You don’t even embark upon trying to accomplish any of those merciful deeds. You will be attacked, shunned, criticized, even blamed for the problems that existed long before you even met this person.


You will become the Villain.


Countless times I have had to walk away from someone about whom I’d cared deeply, believing that my efforts were for naught, save for helping myself to understand that there are none so blind as those who will not see. It is never a pleasant feeling, knowing that you are walking away from a person who has doomed himself or herself to fates you prefer not to contemplate.


And, yet, there is always the hand of God in every doomed dashing of hopes. There is the truth that was “seen” in some way by the unseeing. There is the moment of reckoning that comes to us all, in the fullness of time. There is the miracle, the hand that reaches out toward the Light, in those final moments when all else is dark, and life becomes the unknown dimension.


Grieve not the moments when your voice fell upon deaf ears. Grieve only your own lack of faith that your voice would ever be heard. A soul hopelessly emptying itself of virtue can, at some point, unbeknownst to us all, reach its epiphany, its rapture, and all of your prayers will become answered.


First, you must pray, and not with rote duty or half-hearted whispers. Pray that the Almighty can help you to pray, for only then can miracles have a prayer of a chance.


Walking away from a tragic figure here on earth is not the end of the story. The page is turned not by you or by that person, but by the Author of life. How little we know when we think we know it all. The human need for certainty is an impulse that can create poetry and potions that cure. That all-too-human need can also conjure up the worst of fears, and provoke panic into fostering the type of irrational deeds that feed upon the worst of humanity.


I was told once by a woman who had backed herself into a corner of self-destruction: “I am hanging by a thread.” And I attempted to strengthen that thread, even as she tried to form a noose with it. I had to let her go, toward her fate, knowing that she was both to blame and not to blame for her destiny. For she had dealt all too willingly with the devil, her intimate enemy, in a marriage that was born not in heaven but in that other place.
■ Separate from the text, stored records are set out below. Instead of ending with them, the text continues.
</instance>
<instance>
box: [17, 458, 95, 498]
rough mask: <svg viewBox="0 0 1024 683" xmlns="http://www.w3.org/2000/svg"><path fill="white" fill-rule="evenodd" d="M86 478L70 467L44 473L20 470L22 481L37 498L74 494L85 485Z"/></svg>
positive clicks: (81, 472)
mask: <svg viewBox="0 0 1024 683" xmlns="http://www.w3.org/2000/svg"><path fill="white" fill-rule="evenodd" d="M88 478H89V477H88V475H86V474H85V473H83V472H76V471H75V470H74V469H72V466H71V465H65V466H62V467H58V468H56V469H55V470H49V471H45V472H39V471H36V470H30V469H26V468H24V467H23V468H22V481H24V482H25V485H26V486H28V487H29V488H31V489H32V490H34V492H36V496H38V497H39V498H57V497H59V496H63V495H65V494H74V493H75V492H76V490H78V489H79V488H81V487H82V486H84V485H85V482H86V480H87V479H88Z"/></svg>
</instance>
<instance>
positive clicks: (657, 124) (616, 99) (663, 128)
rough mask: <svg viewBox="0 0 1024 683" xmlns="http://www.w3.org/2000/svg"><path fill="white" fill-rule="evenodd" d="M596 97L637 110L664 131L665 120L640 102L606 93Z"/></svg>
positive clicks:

The road from that point was not ever gonna be smooth.


“Oh, the choices people make, that surely doom them to their fate.”

I wrote that line in a poem decades ago, in an attempt to sort out the despair around me. I removed myself from the despair, but I had little doubt that despair would wreak its havoc within the human hearts I’d known and loved.



I am a realist and a romantic. Those two impulses shape my vision. I dare to say that all works out, in the end. I dare to have the courage to be who I was born to be, regardless of what someone else might say or think!


We must care about what we think about ourselves, but, even more, we must care about what our Maker thinks of us. Otherwise, the enemy of all that we hold dear gains too great a foothold in the romance of life that is called reality. For life is not about fear and loss and losing. Life is about courage — and gaining that victory over fear, and winning.